Ada porsi kelompok yang berlebihan dan sosialisme, tapi juga ada porsi individu
yang ekstrim dalam kapitalisme liberal. Ini menciptakan
pertentangan-pertentangan dalam struktur ideologi dan senantiasa mewariskan
kegoncangan psikologis akibat ketidakutuhan dalam diri pada pemeluknya.
Waqi’iyyah
Artinya
realisme. Islam diturunkan untuk berinteraksi dengan realitas-realitas obyektif
yang nyata-nyata ada sebagaimana ia adanya. Selain itu ajaran-ajarannya
didesign sedemikian rupa yang memungkinkannya diterapkan secara nyata dalam
kehidupan manusia. Ia bukan nilai-nilai ideal yang enak dibaca tapi tidak dapat
diterapkan. Ia merupakan idealisme yang realistis, tapi juga realisme yang
idealis.
Tuhan adalah
realitas obyektif yang benar-benar wujud
dan wujud-Nya diketahui melalui ciptaan-Nya dan kehendak-Nya diketahui
melalui gerakan alam. Alam dan manusia juga realitas obyektif.
“Sesungguhnya
Allah menumbuhkan butir tumbuh-tumbuhan dan biji buah-buahan. Dia mengeluarkan
yang hidup dari yang mati dan mengeluarkan yang mati dari yang hidup. (Yang
memiliki sifat-sifat) demikianlah ialah Allah, maka mengapa kamu masih
berpaling. Dia menyingsingkan pagi dan
manjadikan malam untuk beristirahat, dan (menjadikan) matahari
dan bulan untuk perhitungan. Itulah ketentuan Allah Yang Maha Perkasa lagi Maha
Mengetahui.” (QS: 6: 95-96)
Tapi konsep Islam
juga didesign sesuai dengan realitas obyektif manusia, kondisi ruang dan waktu
yang melingkupinya, hambatan internal dan eksternalnya, potensi ril yang
dimiliki manusia untuk menjalani hidup. Islam memandang manusia dengan segala
kekuatan dan kelemahannya; dengan ruh, akal dan fisiknya; dengan
harapan-harapan dan ketakutannya; dengan mimpi dan keterbatasannya. Lalu
berdasarkan itu semua Islam menyusun konsep hidup ideal yang dapat
diimplementasikan dalam kehidupan nyata manusia dengan segenap potensi yang
dimilikinya. Islam bukan idealisme yang tidak mempunyai akar dalam kenyataan.

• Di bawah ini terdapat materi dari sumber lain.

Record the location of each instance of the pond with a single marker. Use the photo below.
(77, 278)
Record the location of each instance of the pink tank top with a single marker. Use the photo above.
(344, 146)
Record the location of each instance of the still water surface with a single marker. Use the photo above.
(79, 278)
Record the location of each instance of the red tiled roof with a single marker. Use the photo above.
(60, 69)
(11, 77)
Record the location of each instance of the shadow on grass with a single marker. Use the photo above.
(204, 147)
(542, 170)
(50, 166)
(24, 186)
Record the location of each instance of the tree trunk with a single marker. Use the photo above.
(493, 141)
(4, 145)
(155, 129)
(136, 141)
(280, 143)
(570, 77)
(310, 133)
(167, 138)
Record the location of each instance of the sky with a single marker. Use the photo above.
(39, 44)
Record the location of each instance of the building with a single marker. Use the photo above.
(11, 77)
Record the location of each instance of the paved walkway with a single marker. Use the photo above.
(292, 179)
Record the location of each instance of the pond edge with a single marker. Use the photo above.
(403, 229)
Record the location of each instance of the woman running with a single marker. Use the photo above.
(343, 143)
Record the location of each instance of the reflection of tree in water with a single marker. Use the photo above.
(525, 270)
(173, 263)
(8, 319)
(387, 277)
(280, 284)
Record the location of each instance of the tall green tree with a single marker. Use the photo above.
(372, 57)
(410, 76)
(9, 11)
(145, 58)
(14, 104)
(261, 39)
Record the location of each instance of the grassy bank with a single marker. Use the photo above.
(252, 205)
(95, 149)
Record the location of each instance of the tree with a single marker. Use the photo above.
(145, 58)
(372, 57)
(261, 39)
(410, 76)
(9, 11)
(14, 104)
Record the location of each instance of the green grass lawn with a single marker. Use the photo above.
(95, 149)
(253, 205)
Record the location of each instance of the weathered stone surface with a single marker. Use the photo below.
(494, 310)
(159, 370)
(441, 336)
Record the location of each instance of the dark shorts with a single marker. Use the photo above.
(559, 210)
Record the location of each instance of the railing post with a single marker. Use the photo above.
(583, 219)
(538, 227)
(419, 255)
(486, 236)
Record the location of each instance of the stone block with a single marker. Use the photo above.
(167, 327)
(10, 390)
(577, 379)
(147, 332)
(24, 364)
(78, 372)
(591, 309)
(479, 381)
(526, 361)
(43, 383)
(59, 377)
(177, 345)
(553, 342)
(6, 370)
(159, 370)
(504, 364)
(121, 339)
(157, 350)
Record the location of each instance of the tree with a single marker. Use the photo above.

“Allah tidak membebani seseorang melainkan
sesuai dengan kesanggupannya….”.(QS: 2: 286.)
Ijabiyyah
Artinya sikap
positif dalam menjalani kehidupan sebagai lawan dari pesimisme dan fatalisme.
Keimanan bukanlah sesuatu yang beku dan kering yang tidak sanggup menggerakkan
manusia. Keimanan adalah sumber tenaga jiwa yang mendorong manusia untuk
merealisasikan kebaikan dan kehendak Allah dalam kehidupan ril. Islam memandang
bahwa keimanan yang tidak dapat mendorong manusia untuk bekerja mengeksplorasi
potensi alam dan potensi dirinya untuk menciptakan kehidupan yang lebih baik,
adalah keimanan yang negatif dan fatal.
Itulah sebabnya
Islam memberi penghargaan besar kepada kerja sebagai bukti sikap positif dan
dinamika dalam mengelola kehidupannya. Allah swt berfirman:
“Katakanlah:
“Bekerjalah kamu! Nanti Allah akan menyaksikan pekerjaanmu bersama Rasul-Nya
dan orang-orang yang beriman.” (QS: 9:105 ).